Reviewed by Neil P. Chatelain
The African American community was integral to the United States war effort during the Civil War. Hundreds of thousands of Black men volunteered to fight the Confederacy to liberate families, abolish slavery, and stake a claim to citizenship. James Bruns’s Black Sailors in the Civil War: A History of Fugitives, Freemen and Freedmen Aboard Union Vessels adds to a growing body of scholarship examining how thousands of these men assisted the United States Navy as civilians and through direct enlistment.
The topic of Black sailors who served in the wartime U.S. Navy has received deserved attention over the last thirty years, via David Valuska’s The African American in the Union Navy, 1861-1865 (1993, based on his 1990 dissertation), Steven Ramold’s Slaves, Sailors, Citizens (2001), and Barbara Brooks Tomblin’s Bluejackets and Contrabands (2009). In addition, Micah Bellamy completed his Ph.D. with a dissertation last year titled “Becoming Men, Consequently: From ‘Contraband’ to Men Through Naval Service in the American Civil War.” Bruns’s study is shorter than these previous works, and less academically toned, thus helping bring this important topic to a greater audience.
Having previously directed the Department of the Navy’s Museum System, including the National Museum of the United States Navy, Bruns is well qualified to write on this topic, and he crafts a good narrative. I was particularly excited upon reading the book’s subtitle. Already aware that the U.S. Navy enlisted Black sailors before the war, I was happy the book explored this specific aspect of the subject. Bruns took this concept further, offering additional insight on how the Navy recruited enslaved men from military-controlled refugee camps, freemen from loyal states with previous ship experience, and those who fled enslavement and provided intelligence to the U.S. Navy about enemy positions and supplies.
Early chapters explore each of the ways Black men assisted the U.S. Navy. Following these are chapters examining life on the blockade, on river service, in raids ashore, and in squadrons attacking ports.

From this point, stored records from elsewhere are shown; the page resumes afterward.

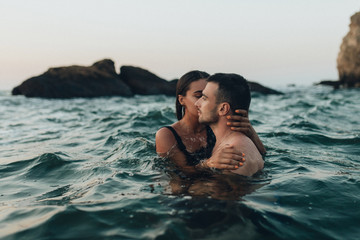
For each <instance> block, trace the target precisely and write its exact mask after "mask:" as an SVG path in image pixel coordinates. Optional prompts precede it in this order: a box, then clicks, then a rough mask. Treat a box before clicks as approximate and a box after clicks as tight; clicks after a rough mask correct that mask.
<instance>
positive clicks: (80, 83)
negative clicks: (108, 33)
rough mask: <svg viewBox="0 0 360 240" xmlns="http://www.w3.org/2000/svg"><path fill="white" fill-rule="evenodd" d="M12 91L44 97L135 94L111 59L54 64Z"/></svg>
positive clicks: (32, 77) (94, 95)
mask: <svg viewBox="0 0 360 240" xmlns="http://www.w3.org/2000/svg"><path fill="white" fill-rule="evenodd" d="M12 94H13V95H25V96H26V97H42V98H76V97H100V96H118V95H120V96H133V92H132V91H131V89H130V87H129V86H128V85H126V84H125V83H124V82H123V81H122V80H121V79H120V78H119V76H118V74H117V73H116V71H115V66H114V62H113V61H112V60H110V59H104V60H102V61H99V62H96V63H94V64H93V65H92V66H90V67H84V66H69V67H58V68H50V69H49V70H48V71H47V72H45V73H43V74H42V75H40V76H36V77H32V78H30V79H27V80H26V81H24V82H23V83H22V84H21V85H19V86H17V87H15V88H14V89H13V90H12Z"/></svg>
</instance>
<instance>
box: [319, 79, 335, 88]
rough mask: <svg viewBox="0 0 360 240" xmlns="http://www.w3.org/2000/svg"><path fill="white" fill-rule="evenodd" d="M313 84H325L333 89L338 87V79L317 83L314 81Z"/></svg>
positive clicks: (324, 84) (326, 80) (321, 84)
mask: <svg viewBox="0 0 360 240" xmlns="http://www.w3.org/2000/svg"><path fill="white" fill-rule="evenodd" d="M315 85H325V86H331V87H333V88H335V89H338V88H339V87H340V81H337V80H336V81H335V80H323V81H321V82H319V83H316V84H315Z"/></svg>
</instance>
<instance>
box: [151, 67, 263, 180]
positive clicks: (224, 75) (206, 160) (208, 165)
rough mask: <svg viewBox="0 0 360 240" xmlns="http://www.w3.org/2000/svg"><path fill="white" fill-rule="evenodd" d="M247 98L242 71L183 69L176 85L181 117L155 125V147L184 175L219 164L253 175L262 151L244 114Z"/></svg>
mask: <svg viewBox="0 0 360 240" xmlns="http://www.w3.org/2000/svg"><path fill="white" fill-rule="evenodd" d="M250 100H251V95H250V89H249V86H248V84H247V81H246V80H245V79H244V78H243V77H241V76H240V75H237V74H224V73H217V74H214V75H212V76H209V74H207V73H206V72H201V71H191V72H188V73H186V74H185V75H184V76H182V77H181V78H180V79H179V81H178V83H177V86H176V115H177V118H178V120H179V121H178V122H176V123H174V124H172V125H171V126H167V127H164V128H161V129H159V130H158V132H157V133H156V152H157V153H158V155H159V156H160V157H165V158H168V159H170V160H171V161H172V162H173V163H174V164H175V165H176V167H177V168H179V169H180V170H181V171H182V172H184V173H185V174H196V173H199V172H204V171H205V172H207V171H208V170H210V169H217V170H221V172H222V173H224V174H232V173H235V174H239V175H243V176H252V175H253V174H255V173H256V172H258V171H259V170H261V169H262V168H263V166H264V161H263V159H262V156H261V154H265V152H266V151H265V148H264V146H263V144H262V142H261V141H260V139H259V137H258V135H257V134H256V132H255V130H254V129H253V128H252V126H251V125H250V123H249V120H248V118H247V112H248V110H249V106H250ZM245 134H246V135H245ZM245 159H246V160H245Z"/></svg>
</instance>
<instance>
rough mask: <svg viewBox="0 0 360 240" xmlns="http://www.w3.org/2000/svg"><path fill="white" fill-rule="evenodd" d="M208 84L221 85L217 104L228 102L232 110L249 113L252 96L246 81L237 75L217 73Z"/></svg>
mask: <svg viewBox="0 0 360 240" xmlns="http://www.w3.org/2000/svg"><path fill="white" fill-rule="evenodd" d="M207 81H208V82H214V83H217V84H218V85H219V88H218V91H217V93H216V102H217V103H222V102H227V103H229V104H230V108H231V110H232V111H233V112H234V111H235V110H236V109H244V110H247V111H249V107H250V101H251V94H250V88H249V85H248V83H247V81H246V79H245V78H244V77H242V76H240V75H238V74H235V73H216V74H214V75H211V76H210V77H209V78H208V79H207Z"/></svg>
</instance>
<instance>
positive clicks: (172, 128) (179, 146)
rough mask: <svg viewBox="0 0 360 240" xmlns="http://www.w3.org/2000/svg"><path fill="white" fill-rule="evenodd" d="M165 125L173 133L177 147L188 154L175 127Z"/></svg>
mask: <svg viewBox="0 0 360 240" xmlns="http://www.w3.org/2000/svg"><path fill="white" fill-rule="evenodd" d="M165 127H166V128H167V129H169V130H170V131H171V132H172V133H173V135H174V137H175V140H176V142H177V143H178V147H179V149H180V151H182V152H184V153H185V155H188V154H189V153H188V151H187V150H186V147H185V145H184V143H183V142H182V140H181V137H180V136H179V134H178V133H177V132H176V131H175V129H174V128H173V127H171V126H165Z"/></svg>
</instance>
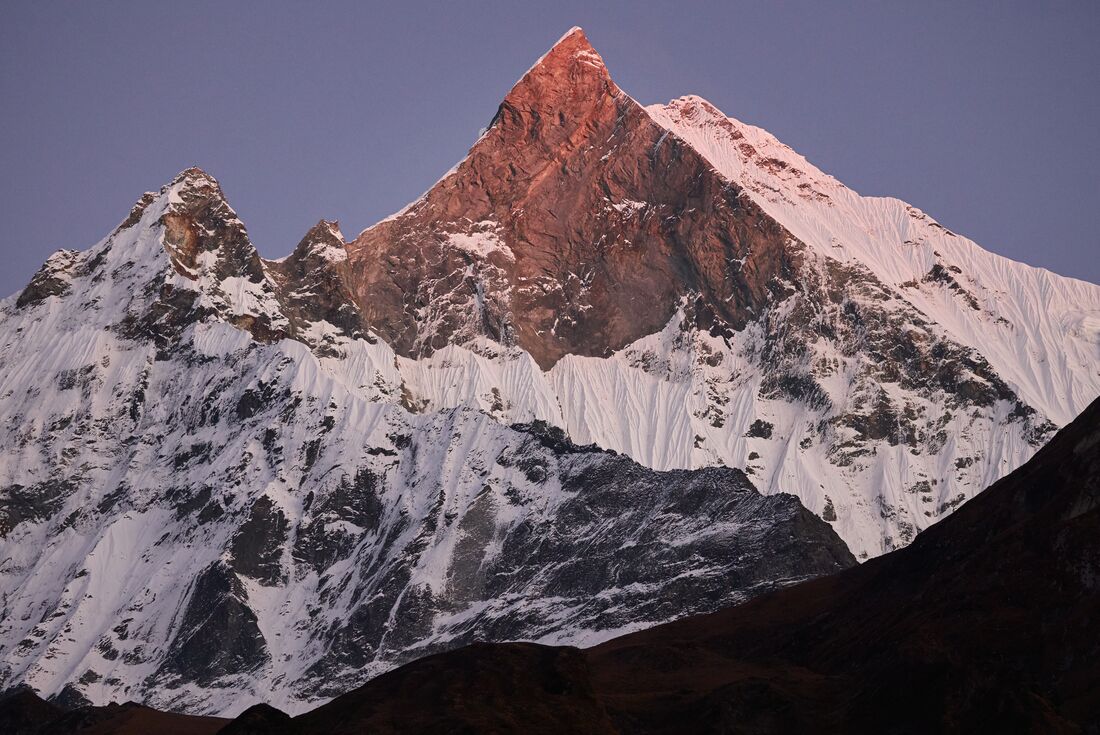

An entire chapter is devoted to the eight wartime Black sailors awarded the Medal of Honor.
Service by the Navy’s Black sailors was far different than men serving in U.S. Army units. African Americans made up a higher percentage of the Navy’s manpower—upwards of twenty percent as compared to about ten percent in the U.S. Army. In most circumstances, Black and White sailors served on integrated vessels. Despite this, officers often relegated Black sailors to the lowest grades and ratings. It was far rarer for the Navy to have Black petty officers as compared to the thousands of Black noncommissioned officers in the Army.
To get firsthand accounts from the Black community, Bruns relies on two resources. The National Park Service’s Soldiers and Sailors Database lists 18,000 Black sailors. This information includes their birthplace, enlistment dates, and the ships they served on. These records proved invaluable in determining trends of Black enlistment and numbers of Black sailors serving on each ship in the Navy. Bruns also utilizes the Library of Congress’s Born into Slavery: Slave Narratives from the Federal Writers’ Project, 1938-1938, which are Great Depression-era interviews of formerly enslaved people. Numerous interviewees spoke of encountering Navy warships that helped bring freedom, or told of family members joining the Navy.
Bruns makes excellent use of Civil War photographs. The book contains many familiar photos taken on the decks of ships. These highlight how Navy crews operated on integrated vessels. There are also many rarer images of individual Black sailors made in photography studios. The book’s choice of imagery greatly enhances its argument, readability, and depth.
There were several noticeable omissions that could have complemented the work’s thesis had they been included. Though most African American sailors and formerly enslaved men who assisted the Navy were illiterate, there are a small number of primary accounts that give their perspective during the war. It is surprising that Bruns did not include the likes of Diary of a Contraband, the published diary of William B. Gould, a self-emancipated man who served on warships performing blockade duty and hunting Confederate commerce raiders. The book would have also benefited from a chapter offering a comparative view of how the Confederate Navy impressed free and enslaved Black men to work in shipyards and support naval operations. Finally, there are numerous quotations that would have benefited from more detailed citations.
While there are lengthier academic studies covering the U.S. Navy’s Black sailors during the Civil War, Black Sailors in the Civil War: A History of Fugitives, Freemen, and Freedmen Aboard Union Vessels provides a readable introduction to the numerous avenues that brought African Americans into the Navy and the diverse duties they performed. Bruns’s book also provides a good starting place for those interested in learning about the impact enslaved people had on the conflict, and war’s effect on the enslaved.